Audit writes use a dual-write pipeline for zero data loss:
Primary: Service → Kafka (platform.audit.events) → ClickHouse consumer → ClickHouse
Fallback: Kafka down → PostgreSQL audit_wal table → Background replay → Kafka
| Tier | Storage | Retention |
|---|---|---|
| Hot | ClickHouse | 90 days (AUDIT_HOT_DAYS) |
| Cold | S3 Glacier | Up to 7 years (AUDIT_COLD_YEARS) |
| GDPR | ReplacingMergeTree FINAL anonymisation | On-demand via POST /audit/anonymize |
Combining Primitives: A Real-World Example
The following shows how a hypothetical CRM module uses all seven primitives to implement a single "Create Contact" user action:
// 1. AUTH — verify the caller has permission
const { hasPermission } = useRBAC();
if (!hasPermission('crm.contacts.create')) throw new ForbiddenError();
// 2. DATA — persist the contact (auto-CRUD via dataApi manifest field)

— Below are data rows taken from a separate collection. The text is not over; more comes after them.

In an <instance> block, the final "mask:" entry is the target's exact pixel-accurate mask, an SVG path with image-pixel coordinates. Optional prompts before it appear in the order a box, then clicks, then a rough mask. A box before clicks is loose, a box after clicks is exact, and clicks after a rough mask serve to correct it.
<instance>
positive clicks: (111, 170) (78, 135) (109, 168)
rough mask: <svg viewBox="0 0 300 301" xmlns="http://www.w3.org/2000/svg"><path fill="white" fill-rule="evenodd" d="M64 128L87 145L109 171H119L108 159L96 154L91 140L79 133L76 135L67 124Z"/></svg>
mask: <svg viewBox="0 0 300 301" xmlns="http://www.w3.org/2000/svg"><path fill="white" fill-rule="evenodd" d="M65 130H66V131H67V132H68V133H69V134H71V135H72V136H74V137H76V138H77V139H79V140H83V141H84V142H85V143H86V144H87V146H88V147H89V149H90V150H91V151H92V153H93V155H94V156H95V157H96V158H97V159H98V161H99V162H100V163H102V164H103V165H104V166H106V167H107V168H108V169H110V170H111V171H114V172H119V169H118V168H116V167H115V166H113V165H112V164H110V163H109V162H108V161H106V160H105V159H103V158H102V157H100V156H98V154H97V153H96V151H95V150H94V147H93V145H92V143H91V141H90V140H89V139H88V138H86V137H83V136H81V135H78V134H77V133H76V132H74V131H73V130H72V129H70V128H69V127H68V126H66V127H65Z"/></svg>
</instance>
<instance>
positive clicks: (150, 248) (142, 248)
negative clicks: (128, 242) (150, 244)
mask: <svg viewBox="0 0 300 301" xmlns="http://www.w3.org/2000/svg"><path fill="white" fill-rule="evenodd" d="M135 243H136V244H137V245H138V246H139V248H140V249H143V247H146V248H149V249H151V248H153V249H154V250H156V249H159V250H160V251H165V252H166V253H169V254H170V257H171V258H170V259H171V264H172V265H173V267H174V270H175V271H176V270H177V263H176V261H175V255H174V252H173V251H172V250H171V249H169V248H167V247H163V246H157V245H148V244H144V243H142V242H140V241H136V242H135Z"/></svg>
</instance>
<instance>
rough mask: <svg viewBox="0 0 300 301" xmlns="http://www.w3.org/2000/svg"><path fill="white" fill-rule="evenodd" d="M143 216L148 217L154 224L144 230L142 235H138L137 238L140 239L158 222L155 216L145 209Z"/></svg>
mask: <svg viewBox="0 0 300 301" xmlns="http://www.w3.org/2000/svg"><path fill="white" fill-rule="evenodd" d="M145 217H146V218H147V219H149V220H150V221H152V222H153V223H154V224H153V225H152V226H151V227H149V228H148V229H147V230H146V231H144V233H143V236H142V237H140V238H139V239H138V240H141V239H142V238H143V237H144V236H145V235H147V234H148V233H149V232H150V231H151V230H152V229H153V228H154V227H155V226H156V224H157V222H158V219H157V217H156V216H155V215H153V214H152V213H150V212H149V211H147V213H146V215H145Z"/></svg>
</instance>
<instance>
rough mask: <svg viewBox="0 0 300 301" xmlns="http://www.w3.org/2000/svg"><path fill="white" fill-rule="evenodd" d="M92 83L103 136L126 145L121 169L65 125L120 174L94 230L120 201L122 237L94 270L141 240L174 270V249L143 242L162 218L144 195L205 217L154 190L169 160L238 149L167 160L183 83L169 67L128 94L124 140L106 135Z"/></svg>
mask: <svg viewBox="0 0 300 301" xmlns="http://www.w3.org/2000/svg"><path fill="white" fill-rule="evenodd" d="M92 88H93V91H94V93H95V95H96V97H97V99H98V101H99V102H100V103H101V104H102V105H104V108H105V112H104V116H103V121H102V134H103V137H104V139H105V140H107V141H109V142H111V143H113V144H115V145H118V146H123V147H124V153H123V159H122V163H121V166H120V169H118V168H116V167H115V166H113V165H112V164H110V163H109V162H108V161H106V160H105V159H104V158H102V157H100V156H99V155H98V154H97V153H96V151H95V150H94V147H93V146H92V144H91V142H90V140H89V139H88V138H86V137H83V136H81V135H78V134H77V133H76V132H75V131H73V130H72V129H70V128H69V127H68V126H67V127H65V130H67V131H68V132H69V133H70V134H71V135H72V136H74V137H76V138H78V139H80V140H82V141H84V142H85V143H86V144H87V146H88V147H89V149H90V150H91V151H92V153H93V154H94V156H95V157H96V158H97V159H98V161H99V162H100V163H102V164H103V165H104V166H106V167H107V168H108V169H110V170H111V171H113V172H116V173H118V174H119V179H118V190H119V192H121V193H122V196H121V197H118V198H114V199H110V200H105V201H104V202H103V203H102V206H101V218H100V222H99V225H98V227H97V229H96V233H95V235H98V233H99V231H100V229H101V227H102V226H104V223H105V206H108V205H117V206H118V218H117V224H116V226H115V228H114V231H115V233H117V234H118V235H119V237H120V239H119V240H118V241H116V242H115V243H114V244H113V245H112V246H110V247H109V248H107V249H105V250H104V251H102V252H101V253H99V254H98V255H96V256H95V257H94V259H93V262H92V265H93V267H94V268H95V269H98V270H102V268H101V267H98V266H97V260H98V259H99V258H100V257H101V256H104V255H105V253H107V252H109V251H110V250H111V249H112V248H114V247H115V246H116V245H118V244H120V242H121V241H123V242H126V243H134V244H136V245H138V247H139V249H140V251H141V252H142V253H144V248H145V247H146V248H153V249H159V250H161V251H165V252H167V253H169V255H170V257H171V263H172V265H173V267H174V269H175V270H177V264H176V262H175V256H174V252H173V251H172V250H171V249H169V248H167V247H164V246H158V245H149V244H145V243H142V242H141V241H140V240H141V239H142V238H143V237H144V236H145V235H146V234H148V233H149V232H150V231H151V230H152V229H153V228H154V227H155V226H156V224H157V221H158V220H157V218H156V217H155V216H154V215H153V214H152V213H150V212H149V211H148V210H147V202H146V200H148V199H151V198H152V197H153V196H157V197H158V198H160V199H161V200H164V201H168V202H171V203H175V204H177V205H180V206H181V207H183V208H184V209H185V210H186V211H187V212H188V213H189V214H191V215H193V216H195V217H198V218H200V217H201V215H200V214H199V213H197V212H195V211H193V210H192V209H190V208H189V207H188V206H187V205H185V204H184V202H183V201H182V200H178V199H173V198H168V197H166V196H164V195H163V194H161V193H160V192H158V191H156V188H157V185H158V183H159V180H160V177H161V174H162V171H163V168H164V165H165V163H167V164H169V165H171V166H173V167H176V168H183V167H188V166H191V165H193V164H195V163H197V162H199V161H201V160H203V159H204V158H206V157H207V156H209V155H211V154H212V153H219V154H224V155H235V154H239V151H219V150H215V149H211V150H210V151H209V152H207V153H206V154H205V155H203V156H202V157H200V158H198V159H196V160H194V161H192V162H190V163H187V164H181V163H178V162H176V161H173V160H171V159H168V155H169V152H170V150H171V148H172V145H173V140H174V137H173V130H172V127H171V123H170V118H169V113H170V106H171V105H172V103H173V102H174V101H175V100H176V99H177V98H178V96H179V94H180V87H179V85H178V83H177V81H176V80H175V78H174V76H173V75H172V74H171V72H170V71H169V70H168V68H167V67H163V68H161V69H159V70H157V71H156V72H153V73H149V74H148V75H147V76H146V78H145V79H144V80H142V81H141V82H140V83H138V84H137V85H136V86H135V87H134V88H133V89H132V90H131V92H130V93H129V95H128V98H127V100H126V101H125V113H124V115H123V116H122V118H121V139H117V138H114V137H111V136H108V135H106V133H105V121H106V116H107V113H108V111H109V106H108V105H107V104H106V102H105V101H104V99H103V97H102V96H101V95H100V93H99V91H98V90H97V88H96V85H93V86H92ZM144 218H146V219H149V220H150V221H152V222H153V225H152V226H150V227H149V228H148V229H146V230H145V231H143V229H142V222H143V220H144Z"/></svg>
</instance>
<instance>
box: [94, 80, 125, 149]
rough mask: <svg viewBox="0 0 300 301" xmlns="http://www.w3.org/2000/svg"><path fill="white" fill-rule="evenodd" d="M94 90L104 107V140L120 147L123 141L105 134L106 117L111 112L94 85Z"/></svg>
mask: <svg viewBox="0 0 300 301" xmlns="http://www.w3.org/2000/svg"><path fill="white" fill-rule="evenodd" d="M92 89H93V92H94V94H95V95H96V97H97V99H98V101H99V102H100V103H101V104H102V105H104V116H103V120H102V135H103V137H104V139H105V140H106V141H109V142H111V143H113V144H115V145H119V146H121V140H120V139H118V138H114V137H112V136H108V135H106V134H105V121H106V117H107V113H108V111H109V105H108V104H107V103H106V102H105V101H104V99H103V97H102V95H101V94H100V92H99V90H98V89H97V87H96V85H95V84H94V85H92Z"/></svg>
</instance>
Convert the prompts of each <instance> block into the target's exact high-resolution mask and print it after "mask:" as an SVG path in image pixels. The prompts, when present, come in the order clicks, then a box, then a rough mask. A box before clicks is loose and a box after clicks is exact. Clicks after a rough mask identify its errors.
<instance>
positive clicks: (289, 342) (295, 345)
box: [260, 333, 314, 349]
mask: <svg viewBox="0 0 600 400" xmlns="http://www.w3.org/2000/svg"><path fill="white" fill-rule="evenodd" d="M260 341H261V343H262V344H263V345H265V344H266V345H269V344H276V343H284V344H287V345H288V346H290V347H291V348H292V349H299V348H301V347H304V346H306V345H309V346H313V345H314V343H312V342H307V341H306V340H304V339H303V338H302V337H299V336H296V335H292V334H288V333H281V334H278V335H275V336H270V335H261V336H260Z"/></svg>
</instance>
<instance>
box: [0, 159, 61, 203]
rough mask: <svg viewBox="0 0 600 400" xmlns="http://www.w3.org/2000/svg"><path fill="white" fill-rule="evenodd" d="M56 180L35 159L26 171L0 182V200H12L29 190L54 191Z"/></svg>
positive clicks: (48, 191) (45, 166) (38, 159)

// POST https://api.septemcore.com/v1/data/crm/contacts
const contact = await kernel.data('crm').create('contacts', payload);
// 3. FILES — attach the contact's avatar
const avatar = await kernel.files().upload(avatarFile, { bucket: 'avatars' });
await kernel.data('crm').update('contacts', contact.id, { avatarId: avatar.id });
// 4. EVENTS — broadcast so other modules can react
await kernel.events().publish('crm.contact.created', { contactId: contact.id });
// 5. NOTIFY — send a welcome email via the Notify primitive
await kernel.notify().send({
channel: 'email',
to: contact.email,
templateId: 'crm.welcome',
variables: { name: contact.name },
});
// 6. MONEY — initialise a credit account for the contact (optional)
await kernel.money().createWallet({ ownerId: contact.id, currency: 'USD' });
// 7. AUDIT — immutably record the action
await kernel.audit().record({
action: 'crm.contact.created',
entityId: contact.id,
actorId: user.id,
});
Every step calls a kernel primitive through the SDK. The CRM module contains no database connection strings, no S3 credentials, no SMTP configuration — the kernel provides all of this transparently, with multi-tenancy and security baked in.